Халдеи вежливо засмеялись.
Этот анекдот я слышал раз двадцать. Кажется, Энлиль Маратович рассказывал его халдеям при каждой официальной встрече. На каждом капустнике — совершенно точно.
— Запомни, Калдавашкин, — сказал Энлиль Маратович, — дискурс должен быть максимально простым. Потому что люди вокруг все глупее. А вот гламур должен становиться все сложнее, потому что чем люди глупей, тем они делаются капризней и требовательней…
Он повернулся к халдеям спиной, поднялся к черному базальтовому трону и сел на него. И сразу превратился в другого человека — в его лице появилось грозовое недовольство, словно у маршала Жукова перед битвой.
— Излагайте, — сказал он. — Но быстро и коротко. Я знаю, что вы умные. Докажите, что от вашего ума есть хоть какая-то польза. Ну?
Халдеи переглянулись, словно решая, кто будет говорить. Как я и ожидал, вперед шагнул Калдавашкин.
— Не секрет, что дискурс в России сегодня пришел в упадок, — сказал он. — То же касается и гламура. В результате они уже не могут в полном объеме выполнять свои надзорно-маскировочные функции. Дискурс кажется не храмом, где живет истина, а просто речитативом бригады наперсточников. От гламура начинают морщиться. Что еще хуже, над ним начинают потешаться. Упадок настолько глубок, что нам все сложнее держать человеческое мышление под контролем.
— А в чем проблема? — спросил Энлиль Маратович.

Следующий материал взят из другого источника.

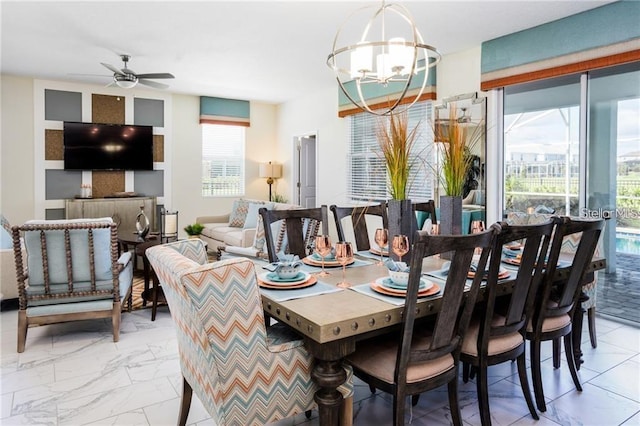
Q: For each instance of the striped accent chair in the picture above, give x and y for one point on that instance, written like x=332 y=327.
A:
x=71 y=272
x=243 y=372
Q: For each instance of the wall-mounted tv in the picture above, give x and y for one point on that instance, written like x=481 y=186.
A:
x=91 y=146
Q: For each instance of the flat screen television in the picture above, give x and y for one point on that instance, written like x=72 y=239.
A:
x=91 y=146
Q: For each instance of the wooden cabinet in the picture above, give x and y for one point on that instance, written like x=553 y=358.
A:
x=123 y=211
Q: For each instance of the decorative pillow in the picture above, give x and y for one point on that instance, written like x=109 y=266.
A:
x=239 y=213
x=6 y=241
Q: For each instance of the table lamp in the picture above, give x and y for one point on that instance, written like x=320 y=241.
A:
x=270 y=171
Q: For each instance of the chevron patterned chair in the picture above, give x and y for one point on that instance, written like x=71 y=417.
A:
x=71 y=272
x=243 y=372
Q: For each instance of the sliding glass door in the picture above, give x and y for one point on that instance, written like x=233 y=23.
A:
x=541 y=147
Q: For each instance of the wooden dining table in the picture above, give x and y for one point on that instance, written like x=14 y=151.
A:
x=332 y=323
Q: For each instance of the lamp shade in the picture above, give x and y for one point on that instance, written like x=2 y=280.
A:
x=270 y=170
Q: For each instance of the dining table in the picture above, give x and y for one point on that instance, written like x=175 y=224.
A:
x=332 y=319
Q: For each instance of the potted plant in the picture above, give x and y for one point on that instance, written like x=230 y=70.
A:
x=194 y=230
x=455 y=140
x=396 y=144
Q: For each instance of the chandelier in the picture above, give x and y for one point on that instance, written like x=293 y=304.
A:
x=375 y=68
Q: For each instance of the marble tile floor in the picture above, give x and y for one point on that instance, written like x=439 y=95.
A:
x=74 y=374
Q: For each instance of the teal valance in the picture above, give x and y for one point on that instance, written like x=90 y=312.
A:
x=601 y=37
x=224 y=111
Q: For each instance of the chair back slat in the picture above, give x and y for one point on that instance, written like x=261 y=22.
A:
x=358 y=217
x=457 y=303
x=519 y=306
x=301 y=227
x=565 y=296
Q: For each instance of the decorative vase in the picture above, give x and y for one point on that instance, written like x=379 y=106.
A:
x=142 y=224
x=450 y=215
x=401 y=222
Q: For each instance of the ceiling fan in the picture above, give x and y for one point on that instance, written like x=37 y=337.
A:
x=127 y=78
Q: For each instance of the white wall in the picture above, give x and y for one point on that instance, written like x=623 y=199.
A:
x=17 y=152
x=316 y=113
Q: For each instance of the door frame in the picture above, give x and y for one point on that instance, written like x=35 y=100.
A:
x=295 y=178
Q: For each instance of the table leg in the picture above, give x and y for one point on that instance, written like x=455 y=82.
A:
x=578 y=317
x=329 y=374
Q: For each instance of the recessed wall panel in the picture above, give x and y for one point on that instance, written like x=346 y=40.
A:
x=61 y=184
x=62 y=106
x=149 y=183
x=148 y=112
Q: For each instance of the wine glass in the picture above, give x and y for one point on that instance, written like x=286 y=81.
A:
x=400 y=245
x=323 y=248
x=382 y=240
x=344 y=255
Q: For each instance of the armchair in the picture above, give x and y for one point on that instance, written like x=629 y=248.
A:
x=243 y=372
x=72 y=272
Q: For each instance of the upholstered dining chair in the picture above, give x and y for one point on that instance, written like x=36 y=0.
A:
x=358 y=217
x=243 y=372
x=569 y=246
x=425 y=355
x=72 y=272
x=496 y=332
x=293 y=231
x=556 y=302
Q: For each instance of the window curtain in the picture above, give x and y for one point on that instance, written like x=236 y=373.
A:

— Плохо с принудительным дуализмом.
— Чего? — наморщился Энлиль Маратович.
— Это проще всего пояснить по Лакану, — затараторил Калдавашкин. — Он учил, что правящая идеология навязывает базовое противоречие, дуальную оппозицию, в терминах которой люди обязаны видеть мир. Задача дискурса в том, чтобы сделать невозможным уход от принудительной мобилизации сознания. Исключить, так сказать, саму возможность альтернативного восприятия. Это абсолютно необходимо для нормального функционирования человеческих мозгов. А у нас с принудительным дуализмом совсем плохо. В результате смысловое измерение, которое должно быть запретным и тайным, зияет во всех дырах. Оно без усилий видно любому. Это фактически катастрофа…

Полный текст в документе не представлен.